I looked over at Aidan, the source of my pet woes. I wasn't exactly pleased with his antics, but I knew it wasn't his fault that he had the mentality of a human 2-year-old. "Well, Aidan," I said. "If we're going to the store you probably want to wear a shirt, huh? That one you have is dirty. You want to wear one of mine?" I went to fetch an old t-shirt out of the box I've been throwing junk I don't need into as I unpack, Aidan jogging happily behind me.

"Do you like the Justice League?" I asked.

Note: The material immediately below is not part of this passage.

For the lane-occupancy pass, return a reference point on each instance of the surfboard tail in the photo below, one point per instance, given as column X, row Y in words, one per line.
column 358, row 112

Aidan looked the shirt up and down approvingly, sitting still so I could try it on him. It was too big, so I took it off. Aidan fidgeted. He wanted the shirt back.

"We just need to make it fit you first," I told him. I didn't know where my scissors were so I went into the kitchen to get a knife, Aidan trotting along behind me, anxiously eying his shirt. I started by tearing off the sleeves.

"You're gonna look like Davey with no sleeves, huh?" I said, smiling at him and holding up the shirt.

Aidan wagged his tail.

It still didn't fit so I took it off again, sitting on the tile floor with the knife to butcher the cloth. Aidan sat by, watching his shirt. After a few more adjustments and shirt fittings, the shirt was about as good as I could make it look without scissors or sewing skills. The back end flapped around his legs ludicrously, but I couldn't bear to separate Aidan from his new shirt any longer to fix it. He looked so disappointed every time I took it off of him. Rex peered at me around the corner as I inspected the garment.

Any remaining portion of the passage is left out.